Cracking Random Number Generators - Part 1
This is the first in a series of posts I'm going to give on how to crack common random number generators. Since first posting this series, I have lost count of how many people have contacted me asking if I'll help them crack random number generators, particularly for gambling systems such as lotto and betting. The answer is no, I prefer to spend my time being useful to society. Please don't contact me, your idea is not original, and even if I wanted to make money by cheating gambling systems, why would I work with you? Why wouldn't I just do it myself and take all the winnings for myself? No, I will not help you.

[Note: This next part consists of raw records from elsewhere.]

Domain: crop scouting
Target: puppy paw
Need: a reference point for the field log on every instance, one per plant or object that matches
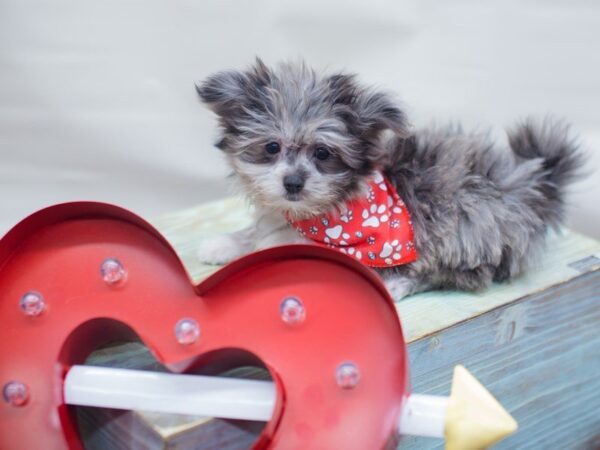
(219, 250)
(399, 287)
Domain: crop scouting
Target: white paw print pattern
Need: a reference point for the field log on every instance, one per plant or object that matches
(391, 251)
(375, 215)
(379, 181)
(370, 195)
(352, 252)
(347, 216)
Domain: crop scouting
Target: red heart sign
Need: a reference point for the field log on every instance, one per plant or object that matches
(56, 307)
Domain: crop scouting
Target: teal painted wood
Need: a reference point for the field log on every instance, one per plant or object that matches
(540, 357)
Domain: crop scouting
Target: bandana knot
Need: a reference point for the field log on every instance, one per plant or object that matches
(374, 228)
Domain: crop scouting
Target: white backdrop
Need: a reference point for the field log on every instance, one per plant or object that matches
(97, 98)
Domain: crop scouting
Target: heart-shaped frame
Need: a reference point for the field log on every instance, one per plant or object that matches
(58, 251)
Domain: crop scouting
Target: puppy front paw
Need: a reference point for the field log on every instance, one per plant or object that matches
(399, 287)
(219, 250)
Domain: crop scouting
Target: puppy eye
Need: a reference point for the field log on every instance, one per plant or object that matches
(272, 148)
(322, 153)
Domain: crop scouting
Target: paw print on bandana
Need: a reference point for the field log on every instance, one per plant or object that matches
(391, 251)
(353, 252)
(347, 216)
(379, 181)
(370, 195)
(375, 215)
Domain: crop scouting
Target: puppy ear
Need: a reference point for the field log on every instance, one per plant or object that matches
(379, 111)
(228, 93)
(366, 110)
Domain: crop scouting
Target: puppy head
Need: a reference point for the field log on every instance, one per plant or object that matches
(299, 143)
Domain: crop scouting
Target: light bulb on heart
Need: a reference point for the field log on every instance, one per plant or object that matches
(76, 276)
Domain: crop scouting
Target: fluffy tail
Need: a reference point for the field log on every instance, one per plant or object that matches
(550, 146)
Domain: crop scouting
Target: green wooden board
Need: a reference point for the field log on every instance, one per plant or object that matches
(421, 314)
(534, 342)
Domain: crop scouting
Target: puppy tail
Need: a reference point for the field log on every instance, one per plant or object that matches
(549, 147)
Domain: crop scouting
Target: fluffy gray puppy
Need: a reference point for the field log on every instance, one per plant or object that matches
(300, 144)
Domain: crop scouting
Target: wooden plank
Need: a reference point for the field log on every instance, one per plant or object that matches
(540, 356)
(531, 341)
(421, 314)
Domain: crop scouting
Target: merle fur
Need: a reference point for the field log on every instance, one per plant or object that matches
(480, 210)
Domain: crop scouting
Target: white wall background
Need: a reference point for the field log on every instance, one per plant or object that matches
(97, 98)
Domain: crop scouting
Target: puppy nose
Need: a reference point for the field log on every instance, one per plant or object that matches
(293, 183)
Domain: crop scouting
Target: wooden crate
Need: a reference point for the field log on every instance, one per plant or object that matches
(534, 342)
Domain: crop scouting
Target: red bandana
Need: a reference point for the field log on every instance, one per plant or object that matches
(375, 229)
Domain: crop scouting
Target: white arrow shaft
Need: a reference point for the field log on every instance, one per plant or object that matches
(424, 415)
(231, 398)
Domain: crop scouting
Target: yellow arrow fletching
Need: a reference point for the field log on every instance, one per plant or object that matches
(474, 418)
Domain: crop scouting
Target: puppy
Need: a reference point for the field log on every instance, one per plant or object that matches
(325, 160)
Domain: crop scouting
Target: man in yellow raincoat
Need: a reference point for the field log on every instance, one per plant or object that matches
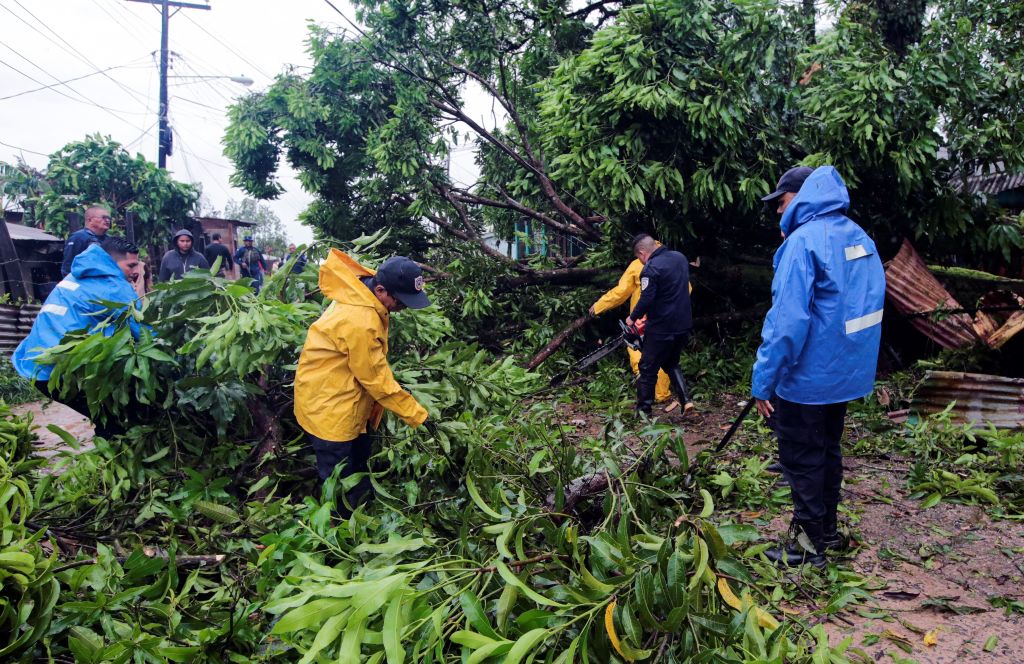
(628, 288)
(343, 382)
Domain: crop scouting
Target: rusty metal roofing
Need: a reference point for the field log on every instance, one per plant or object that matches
(916, 293)
(980, 399)
(991, 183)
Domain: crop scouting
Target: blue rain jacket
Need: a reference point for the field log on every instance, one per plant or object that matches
(820, 339)
(72, 305)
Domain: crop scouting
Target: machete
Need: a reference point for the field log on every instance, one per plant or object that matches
(735, 425)
(630, 336)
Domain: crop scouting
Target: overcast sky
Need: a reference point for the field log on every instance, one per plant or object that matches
(57, 40)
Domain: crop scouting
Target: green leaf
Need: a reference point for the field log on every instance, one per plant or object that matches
(513, 580)
(524, 645)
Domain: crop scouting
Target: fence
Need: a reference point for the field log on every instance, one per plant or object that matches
(15, 323)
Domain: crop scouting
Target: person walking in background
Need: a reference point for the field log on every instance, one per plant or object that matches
(251, 262)
(97, 222)
(628, 288)
(181, 258)
(819, 349)
(216, 250)
(665, 299)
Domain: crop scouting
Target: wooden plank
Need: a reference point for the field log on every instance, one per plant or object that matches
(16, 284)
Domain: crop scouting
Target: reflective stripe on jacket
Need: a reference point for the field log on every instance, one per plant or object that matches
(343, 371)
(74, 305)
(820, 339)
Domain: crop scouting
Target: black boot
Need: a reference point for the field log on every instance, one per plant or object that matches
(796, 553)
(677, 381)
(833, 539)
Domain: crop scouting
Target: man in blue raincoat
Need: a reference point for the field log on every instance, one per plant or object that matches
(819, 348)
(102, 272)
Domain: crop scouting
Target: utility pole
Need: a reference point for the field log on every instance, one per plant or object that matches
(166, 140)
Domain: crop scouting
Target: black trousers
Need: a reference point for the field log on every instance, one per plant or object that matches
(660, 354)
(354, 455)
(809, 451)
(80, 404)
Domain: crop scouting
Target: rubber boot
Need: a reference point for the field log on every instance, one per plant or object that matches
(645, 398)
(677, 382)
(834, 541)
(794, 553)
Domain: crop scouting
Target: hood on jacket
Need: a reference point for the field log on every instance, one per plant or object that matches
(339, 280)
(94, 262)
(823, 192)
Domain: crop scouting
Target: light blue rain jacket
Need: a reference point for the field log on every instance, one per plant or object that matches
(72, 305)
(820, 339)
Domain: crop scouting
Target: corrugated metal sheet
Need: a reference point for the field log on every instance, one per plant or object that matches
(980, 399)
(18, 232)
(991, 183)
(913, 290)
(15, 323)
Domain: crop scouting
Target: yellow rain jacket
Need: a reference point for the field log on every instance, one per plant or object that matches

Random number generators are a key part of web security. They are used all over the place, from session tokens to tokens to sent to an email address to verify its owner made a particular request, to CAPTCHA tokens and so on. In all these applications, if the token can be predicted, then the security mechanism can be broken, and a malicious user will be able to identify themselves as someone who they are not.
There are obvious concerns with publishing instructions explaining how to exploit security vulnerabilities. However, I have some good reasons for doing so:
- There is nothing new about the vulnerabilities associated with random number generation, nothing that I'm publishing here is new to hackers either.

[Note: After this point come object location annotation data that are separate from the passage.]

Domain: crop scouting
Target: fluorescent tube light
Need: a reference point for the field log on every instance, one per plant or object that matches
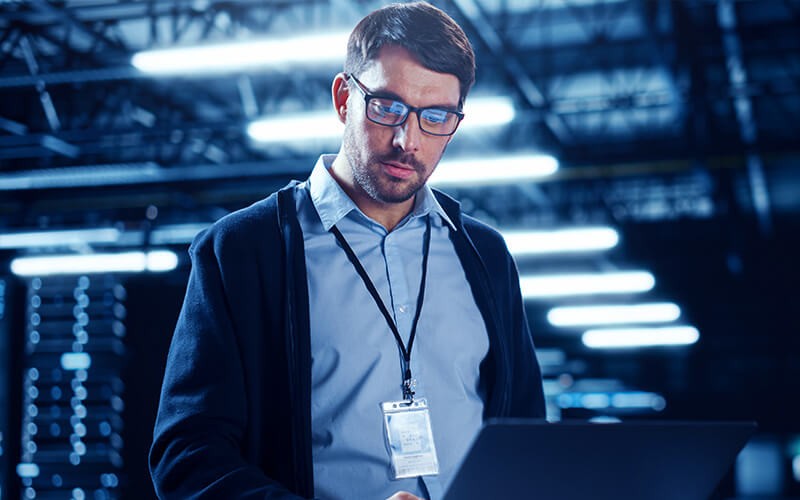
(40, 239)
(25, 470)
(499, 170)
(296, 127)
(76, 361)
(324, 125)
(176, 233)
(585, 284)
(487, 112)
(561, 240)
(640, 337)
(218, 58)
(153, 261)
(659, 312)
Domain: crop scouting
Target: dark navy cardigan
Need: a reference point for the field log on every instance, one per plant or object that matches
(234, 419)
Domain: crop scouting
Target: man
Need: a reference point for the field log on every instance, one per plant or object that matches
(347, 336)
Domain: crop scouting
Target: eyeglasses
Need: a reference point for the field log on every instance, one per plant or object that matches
(393, 113)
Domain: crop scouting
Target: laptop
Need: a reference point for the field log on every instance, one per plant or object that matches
(645, 460)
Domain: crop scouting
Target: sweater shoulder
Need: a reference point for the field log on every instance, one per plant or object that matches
(485, 237)
(248, 227)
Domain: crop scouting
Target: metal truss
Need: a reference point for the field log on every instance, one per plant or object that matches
(595, 82)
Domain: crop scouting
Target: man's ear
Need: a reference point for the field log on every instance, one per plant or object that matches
(340, 92)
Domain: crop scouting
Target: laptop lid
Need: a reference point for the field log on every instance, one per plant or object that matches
(651, 460)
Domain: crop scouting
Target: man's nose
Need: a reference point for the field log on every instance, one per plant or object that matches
(408, 135)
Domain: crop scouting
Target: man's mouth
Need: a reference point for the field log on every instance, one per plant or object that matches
(398, 170)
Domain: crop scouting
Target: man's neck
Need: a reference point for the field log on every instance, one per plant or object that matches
(387, 215)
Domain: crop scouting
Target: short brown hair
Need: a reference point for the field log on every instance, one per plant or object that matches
(428, 33)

- Hacking random number generators is actually very easy to do, and hackers know this.
- Many developers that I have come across are of the belief that hacking random number generators is a hard to exploit avenue of attack. Even when they know that there are dangers in random number generation, their understanding is often incomplete, leading them to make serious mistakes.

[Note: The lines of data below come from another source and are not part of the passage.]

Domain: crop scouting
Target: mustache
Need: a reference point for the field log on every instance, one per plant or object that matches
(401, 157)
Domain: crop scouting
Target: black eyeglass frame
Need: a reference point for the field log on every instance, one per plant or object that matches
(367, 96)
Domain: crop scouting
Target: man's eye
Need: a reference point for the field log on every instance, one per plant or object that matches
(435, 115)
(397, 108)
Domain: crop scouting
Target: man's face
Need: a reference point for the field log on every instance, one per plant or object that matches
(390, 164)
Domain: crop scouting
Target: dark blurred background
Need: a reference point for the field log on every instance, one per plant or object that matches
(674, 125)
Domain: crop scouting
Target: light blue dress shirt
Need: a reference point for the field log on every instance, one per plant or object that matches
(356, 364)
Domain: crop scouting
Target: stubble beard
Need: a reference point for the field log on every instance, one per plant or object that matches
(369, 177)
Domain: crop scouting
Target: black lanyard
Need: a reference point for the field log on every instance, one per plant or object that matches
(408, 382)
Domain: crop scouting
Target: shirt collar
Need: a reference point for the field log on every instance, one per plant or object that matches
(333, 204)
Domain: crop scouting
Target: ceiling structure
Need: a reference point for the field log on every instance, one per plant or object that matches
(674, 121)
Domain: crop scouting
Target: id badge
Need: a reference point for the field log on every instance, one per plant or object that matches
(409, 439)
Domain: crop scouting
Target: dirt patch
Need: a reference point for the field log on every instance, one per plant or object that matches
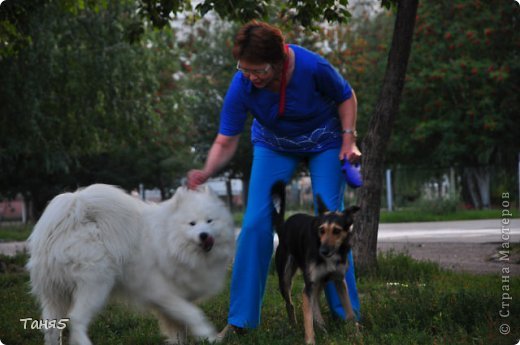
(478, 258)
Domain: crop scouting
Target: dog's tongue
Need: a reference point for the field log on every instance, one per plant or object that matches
(207, 244)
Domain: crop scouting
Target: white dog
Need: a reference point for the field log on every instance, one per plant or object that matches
(164, 257)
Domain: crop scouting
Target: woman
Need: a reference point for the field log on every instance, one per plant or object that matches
(303, 110)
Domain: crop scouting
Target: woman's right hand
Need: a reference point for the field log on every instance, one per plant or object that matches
(196, 178)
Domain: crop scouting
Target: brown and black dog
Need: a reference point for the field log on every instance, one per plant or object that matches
(318, 246)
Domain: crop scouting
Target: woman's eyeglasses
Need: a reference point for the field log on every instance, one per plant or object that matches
(256, 72)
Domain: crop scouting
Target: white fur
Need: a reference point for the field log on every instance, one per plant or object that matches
(100, 240)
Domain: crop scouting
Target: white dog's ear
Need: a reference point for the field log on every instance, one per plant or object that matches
(205, 188)
(177, 196)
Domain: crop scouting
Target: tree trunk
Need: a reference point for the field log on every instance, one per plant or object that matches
(378, 135)
(477, 182)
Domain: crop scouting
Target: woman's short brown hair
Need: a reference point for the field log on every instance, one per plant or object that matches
(259, 42)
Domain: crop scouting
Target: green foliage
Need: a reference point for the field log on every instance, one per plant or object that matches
(90, 99)
(15, 232)
(459, 103)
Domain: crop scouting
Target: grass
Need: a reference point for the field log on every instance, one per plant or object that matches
(404, 302)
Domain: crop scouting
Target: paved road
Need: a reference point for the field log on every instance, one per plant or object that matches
(473, 231)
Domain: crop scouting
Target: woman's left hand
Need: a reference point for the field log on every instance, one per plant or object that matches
(350, 151)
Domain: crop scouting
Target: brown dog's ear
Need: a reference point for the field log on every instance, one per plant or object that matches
(322, 208)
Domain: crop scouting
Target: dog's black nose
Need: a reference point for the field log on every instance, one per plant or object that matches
(206, 241)
(326, 251)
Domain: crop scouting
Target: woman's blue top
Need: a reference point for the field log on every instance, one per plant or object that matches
(310, 122)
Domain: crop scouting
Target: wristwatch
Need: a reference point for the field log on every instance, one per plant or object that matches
(350, 131)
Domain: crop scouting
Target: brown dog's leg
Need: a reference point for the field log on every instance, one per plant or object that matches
(308, 319)
(316, 306)
(341, 287)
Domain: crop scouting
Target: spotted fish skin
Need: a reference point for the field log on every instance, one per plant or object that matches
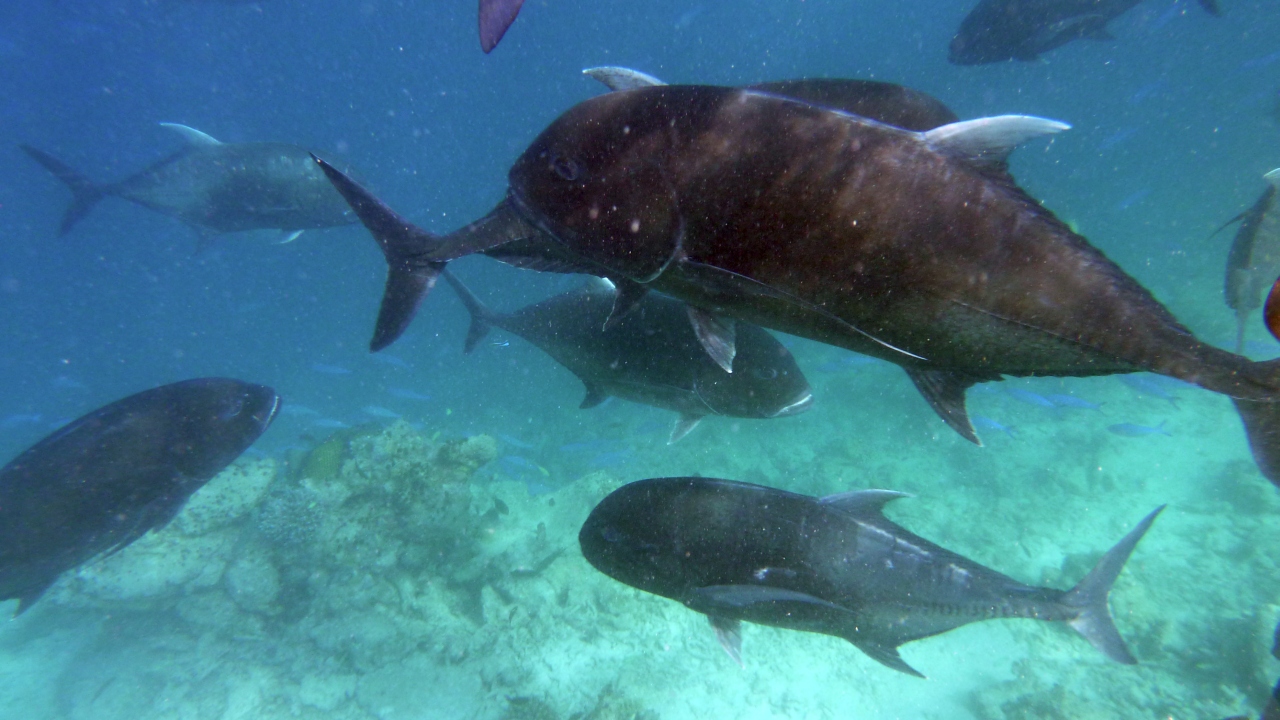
(832, 565)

- None of the algorithms I supply here can be used as is, they require an attacker to know exactly what algorithm is being used on a system, how to extract numbers out of it, and having then cracked the number generator, how to exploit it. Knowing all this I believe is harder than working out for yourself how to crack the random number generators themselves, so if they couldn't work out what I am saying for themselves, they likely won't be able to use it to hack into a real system.
Hence I believe that there is nothing a hacker will learn from this series that they can't work out for themselves. Meanwhile, many developers live in ignorance, and would never bother to see if their understanding of random number generators is flawed. My hope therefore is to give developers an understanding of just how dangerous their ignorance can be.
What I won't talk about in this series is anything about the maths of random number generators, beyond explaining how the algorithms are implmented. Why a particular algorithm makes a good PRNG is beyond the scope of this series.
Linear Congruential PRNG
The first PRNG we will focus on is the linear congruential PRNG. Rather than talk theoretically, we'll look at a particularly common one, Java's default random number generator, java.util.Random.
The idea behind a linear congruential PRNG is that you store a single number as the internal state. This state is usually called the seed, because the two numbers are usually one in the same thing. In Java's case, this is not quite true, but to keep our explanation simple, we will assume that it is. The seed has a precision, in Java's case, the precision is 48 bits.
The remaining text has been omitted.